How Candor Keeps the Blue Angels Safe

Great teams have routines and habits that separate them from the merely good. 

One of those habits is the ability to have open and honest conversations. Often called “psychological safety,” this is the climate where people on the team feel comfortable taking conversational risk. 

When they feel psychologically safe, team members believe they can speak up, ask questions, admit mistakes, challenge ideas, and offer unpopular opinions without being punished, embarrassed, or ignored. 

Quality decisions, top performance, and continuous learning in teams all depend on this feeling of safety. 

This is why the best leaders work hard to normalize candid conversations and make silence the risky thing. 

One particularly effective way of doing so is to create a ritual that gives people permission to take conversational risk. 

An example is the “Calling a Safety” ritual practiced by the Blue Angels, the US Navy Flight Demonstration Squadron. 

With up to six F/A-18 Super Hornets performing flight maneuvers 18 inches apart at 250 knots, few teams in the world depend on trust the way the Blue Angels do. Their lives literally depend on being able to have honest conversations about their performance.

This is where the “Calling a Safety” ritual comes in. After every flight, the team conducts a video review in which every pilot self-declares their mistakes. 

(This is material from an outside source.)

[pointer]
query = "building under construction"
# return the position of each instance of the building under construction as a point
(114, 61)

For each error, the pilot announces they are “Calling a Safety.” The pattern is always the same: take the safety, commit to fixing it, and express gratitude for being on the team. 

“I’m calling a safety. I was 20 feet too high on the base turn. I’ll fix my safety, and I’m just happy to be here.”

And that pattern repeats. For every pilot, for every safety, for hours. 

For the Blue Angels, the risky thing is to NOT take a safety. Expressing a contrarian view, a new idea, a critique, or a mistake isn’t just normal — it’s expected. And everyone is safer, literally and psychologically, as a result.

“Calling a safety,” “Holding the truth stick,” “Wearing the honesty hat,” “Using the cone of candor” — all make it safe to express what the team must hear. 

What ritual can you create to make the risky statements safe to say on your team?